Imposter Text Message and Email Reminder

In light of recent email and text message scams, remember - if you receive a text message or email that looks like it is from your priest, church administrator, diocesan staff member, or bishop requesting a “favor” and instructing you to reply discreetly, do not reply and delete the message.

Please note that Bishop David Reed, Bishop Rayford High, and other diocesan staff members will never ask anyone to "run an errand" for them or purchase gift cards in this manner.

Senders of these fake requests, categorized by the Federal Trade Commission as "imposter scams," will pretend to be someone trustworthy or in a leadership position to convince recipients to send them money, usually in the form of gift cards. Advances in technology even allow these text messages to address the recipient by name or to use fake email addresses that appear almost identical to the original.

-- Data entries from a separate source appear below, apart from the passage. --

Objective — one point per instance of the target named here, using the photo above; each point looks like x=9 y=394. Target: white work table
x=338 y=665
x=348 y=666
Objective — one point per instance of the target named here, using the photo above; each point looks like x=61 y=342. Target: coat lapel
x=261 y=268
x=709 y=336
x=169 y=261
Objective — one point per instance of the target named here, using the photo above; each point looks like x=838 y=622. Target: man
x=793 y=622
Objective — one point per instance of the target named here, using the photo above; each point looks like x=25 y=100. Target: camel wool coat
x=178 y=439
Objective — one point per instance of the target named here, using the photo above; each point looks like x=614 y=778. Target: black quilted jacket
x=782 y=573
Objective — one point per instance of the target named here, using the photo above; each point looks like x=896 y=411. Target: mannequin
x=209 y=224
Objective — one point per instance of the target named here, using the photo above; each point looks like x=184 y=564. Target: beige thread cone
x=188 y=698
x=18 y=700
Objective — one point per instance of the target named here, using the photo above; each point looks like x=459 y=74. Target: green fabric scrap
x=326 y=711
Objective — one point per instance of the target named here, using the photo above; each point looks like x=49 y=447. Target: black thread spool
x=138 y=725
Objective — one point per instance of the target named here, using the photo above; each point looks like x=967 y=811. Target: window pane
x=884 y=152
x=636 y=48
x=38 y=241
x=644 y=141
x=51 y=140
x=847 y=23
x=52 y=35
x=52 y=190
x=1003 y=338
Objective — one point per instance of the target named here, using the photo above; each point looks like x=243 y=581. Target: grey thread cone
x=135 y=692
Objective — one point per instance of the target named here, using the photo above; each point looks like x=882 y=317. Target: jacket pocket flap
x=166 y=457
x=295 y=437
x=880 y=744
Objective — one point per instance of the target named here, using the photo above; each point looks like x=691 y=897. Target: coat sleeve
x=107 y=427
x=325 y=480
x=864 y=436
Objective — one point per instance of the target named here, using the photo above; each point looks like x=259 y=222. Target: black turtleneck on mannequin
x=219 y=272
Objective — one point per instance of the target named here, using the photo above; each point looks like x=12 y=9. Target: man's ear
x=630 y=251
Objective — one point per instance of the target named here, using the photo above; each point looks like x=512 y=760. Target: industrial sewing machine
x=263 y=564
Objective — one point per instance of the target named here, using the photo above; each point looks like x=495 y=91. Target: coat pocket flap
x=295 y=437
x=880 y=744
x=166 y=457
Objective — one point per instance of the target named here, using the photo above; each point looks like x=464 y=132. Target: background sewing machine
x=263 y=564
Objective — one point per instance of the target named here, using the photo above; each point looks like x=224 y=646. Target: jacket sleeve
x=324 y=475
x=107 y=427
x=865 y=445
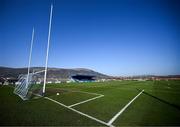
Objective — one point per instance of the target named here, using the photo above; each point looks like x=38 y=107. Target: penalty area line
x=123 y=109
x=81 y=113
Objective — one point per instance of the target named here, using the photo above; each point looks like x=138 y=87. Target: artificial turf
x=158 y=105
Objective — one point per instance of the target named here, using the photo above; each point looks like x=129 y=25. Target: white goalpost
x=26 y=85
x=47 y=52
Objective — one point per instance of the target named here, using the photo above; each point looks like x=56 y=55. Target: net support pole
x=47 y=52
x=29 y=64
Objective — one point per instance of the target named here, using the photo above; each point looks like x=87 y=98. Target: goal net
x=29 y=86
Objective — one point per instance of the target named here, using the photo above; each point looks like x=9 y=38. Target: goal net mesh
x=29 y=86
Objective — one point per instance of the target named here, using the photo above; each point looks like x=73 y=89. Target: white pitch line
x=85 y=101
x=87 y=92
x=123 y=109
x=93 y=118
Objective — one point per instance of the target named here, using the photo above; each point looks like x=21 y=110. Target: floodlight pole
x=47 y=52
x=29 y=64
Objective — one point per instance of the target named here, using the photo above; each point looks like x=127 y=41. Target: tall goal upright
x=29 y=84
x=47 y=52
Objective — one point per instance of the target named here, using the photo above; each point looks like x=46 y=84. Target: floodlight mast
x=47 y=52
x=29 y=64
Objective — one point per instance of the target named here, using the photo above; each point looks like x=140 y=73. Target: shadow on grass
x=161 y=100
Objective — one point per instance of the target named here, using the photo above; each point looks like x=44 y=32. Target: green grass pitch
x=158 y=105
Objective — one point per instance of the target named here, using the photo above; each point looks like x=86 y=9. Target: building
x=83 y=78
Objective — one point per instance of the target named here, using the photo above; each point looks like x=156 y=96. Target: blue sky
x=115 y=37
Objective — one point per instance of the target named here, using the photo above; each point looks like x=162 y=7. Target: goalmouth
x=26 y=86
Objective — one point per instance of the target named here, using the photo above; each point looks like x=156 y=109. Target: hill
x=53 y=73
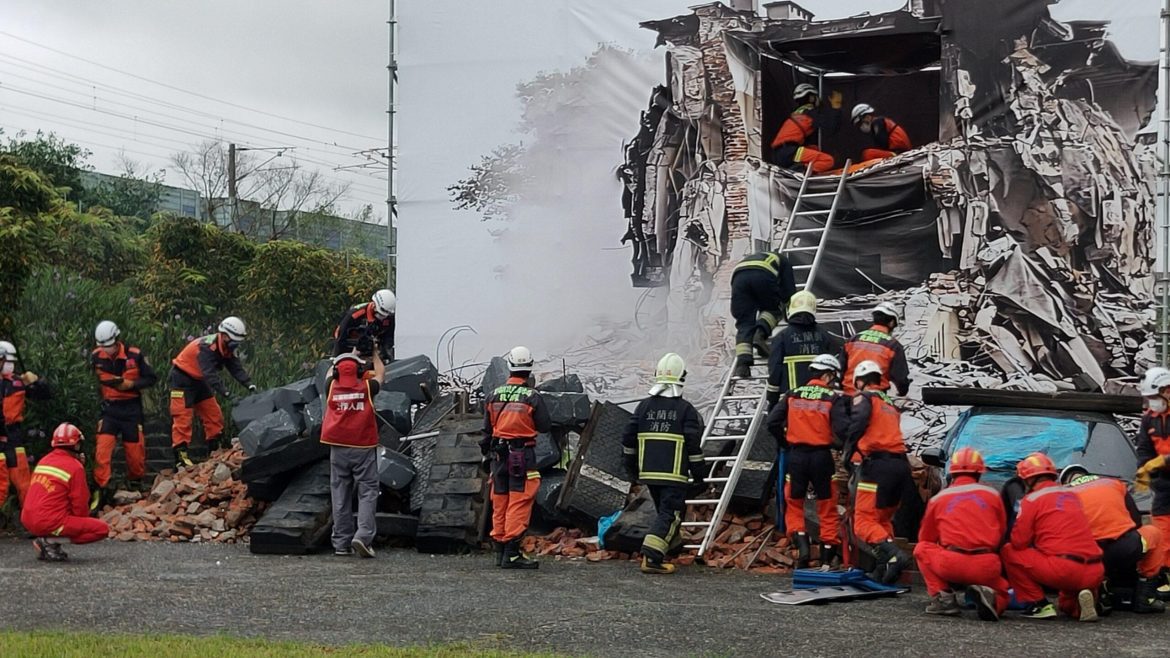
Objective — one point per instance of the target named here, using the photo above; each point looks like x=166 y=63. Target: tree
x=52 y=156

If you receive an email or text message asking for an urgent favor or errand without any details and the sender discourages you from calling because "they are in a meeting:"

  • Call the person being impersonated, using a phone number listed in your personal contact list, to confirm whether the request is legitimate.
  • Contact the church or diocesan office to see if others have received similar requests.
  • Do not reply to the email or text message; mark it as Spam or Junk, and delete it.

Other ways to verify an email or text message include:

  • Confirm the email address matches the sender's display name by viewing the email in a computer, then hovering your cursor over the “From” email address.
  • Double-check the sender's phone number or email address, by comparing it to one they have used to communicate with you in the past or that you may have saved in your Contact List.
  • Pay attention to mistakes or misspelled words in the message. For example, the wrong name or title is signed at the bottom of the message.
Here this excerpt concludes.